Configuration of Postgres Warm Standby Database
This document describes how to configure a warm standby database using Postgres Plus from Enterprisedb. The instructions are nearly identical for Postgres.
Install Postgres on Two Servers
The major versions of Postgres must be the same on both servers. You could get away with minor versions being slightly different.
Enable Archiving On Primary Server
In the postgres.conf file, set the following parameters:
archive_command = 'cp -v %p /archivelogs/%f'
archive_timeout = 300
Archive timeout will force WAL to archive the log files every 5 minutes.
Test Archiving On Primary
edb-psql codmigration
select pg_switch_xlog();
cd /opt/PostgresPlus/8.3AS/data/archivelogs
ls -l
If you don’t see any log files, then it is not working.
Restart Postgres Primary Server To Pickup Archiving Changes
service edb_8.3 restart
or reload the conf file
select pg_reload_conf
();
Backup Primary Server
SELECT pg_start_backup('standby_backup');
tar cvf backup.tar /opt/PostgresPlus/8.3AS/data
gzip backup.tar
SELECT pg_stop_backup();
Move Backup To Standby Server
scp backup.tar.gz jeffreyh@remoteserver:/home/jeffreyh/Desktop
mv backup.tar.gz /opt/PostgresPlus/8.3AS/
Restore Primary Backup On Standby Server
cd /opt/PostgresPlus/8.3AS/data
gzip –d backup.tar.gz
tar xvf backup.tar
Ship Archive Log Files To Standby Server
We’ll use rsync to ship the archive log files to the remote standby server. This allows us to move the log files without NFS mounting a file system which is the normal way. We create a cronjob that runs every 30 seconds.
ship_archivelogs.sh
rsync -avz --delete 10.1.8.33:/opt/PostgresPlus/8.3AS/data/archivelogs/ /opt/PostgresPlus/8.3AS/data/archivelogs/ > /dev/null
-a = recursion & preserve everything (file permissions, etc.)
-v = verbose
-z = compress files
--delete = delete files at the destination that are not on source side
The reason rsync is used in the archive_command is that rsync features an 'atomic copy' - that is, the in-progress destination file is created as a temp file, and then renamed when the copy is complete. In the situation above, where segments are archived straight to the directory that the slave reads from, 'cp' can cause an error whereby
the slave attempts to process a partially-copied WAL segment. If this happens, postgres will emit an error like:
PANIC: archive file "000000010000000000000031" has wrong size:
1810432 instead of 16777216
LOG: startup process (PID 11356) was terminated by signal 6
LOG: aborting startup due to startup process failure
Configure Recovery On Standby Server
Create recovery.conf file in /opt/PostgresPlus/8.3AS/data directory.

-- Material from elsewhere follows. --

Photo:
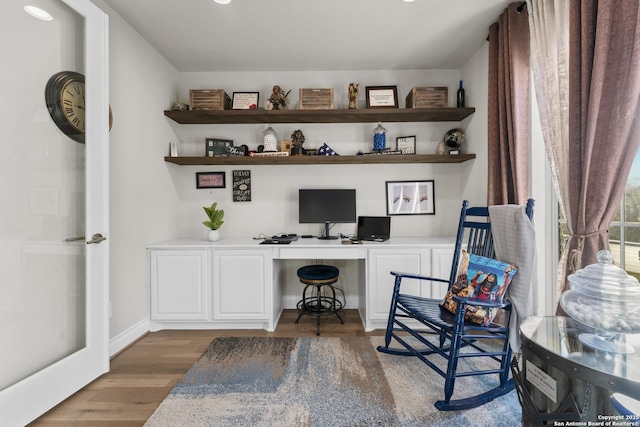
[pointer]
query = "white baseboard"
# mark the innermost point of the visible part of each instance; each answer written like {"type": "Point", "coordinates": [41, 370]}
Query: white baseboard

restore_command = '/opt/PostgresPlus/8.3AS/dbserver/bin/pg_standby
-l -d -s 2 -t /tmp/pgsql.trigger /opt/PostgresPlus/8.3AS/data/archivelogs
%f %p %r 2>>standby.log'
Basically pg_standby blocks until it either finds the next log file requested by the server or sees a file named /tmp/pgsql.trigger. Then recovery is done and your standby server pops up and is open for business.
Testing If Standby Receiving Log Files
tail –f /opt/PostgresPlus/8.3AS/data/standby.log
Testing If Standby Applying Log Files
tail –f /opt/PostgresPlus/8.3AS/data/standby.log
Activating The Standby Database
Controlled Failover To Standby On Primary
in psql command prompt:
checkpoint
select pg_switch_xlog();
On Standby
As the postgres user (enterprisedb) touch the trigger file:
touch /tmp/pgsql.trigger
This should cause Postgres to exit recovery mode and open up in normal mode. You should see the file recovery.conf in /opt/PostgresPlus/8.3AS/data directory get renamed to recovery.done
Also the /tmp/pgsql.trigger file will be removed.
Failback To Primary
Unfortunately, you cannot reverse roles and put the new primary back to the standby mode if you actually fix the old primary server. You have to recreate the new standby from scratch.
Good luck.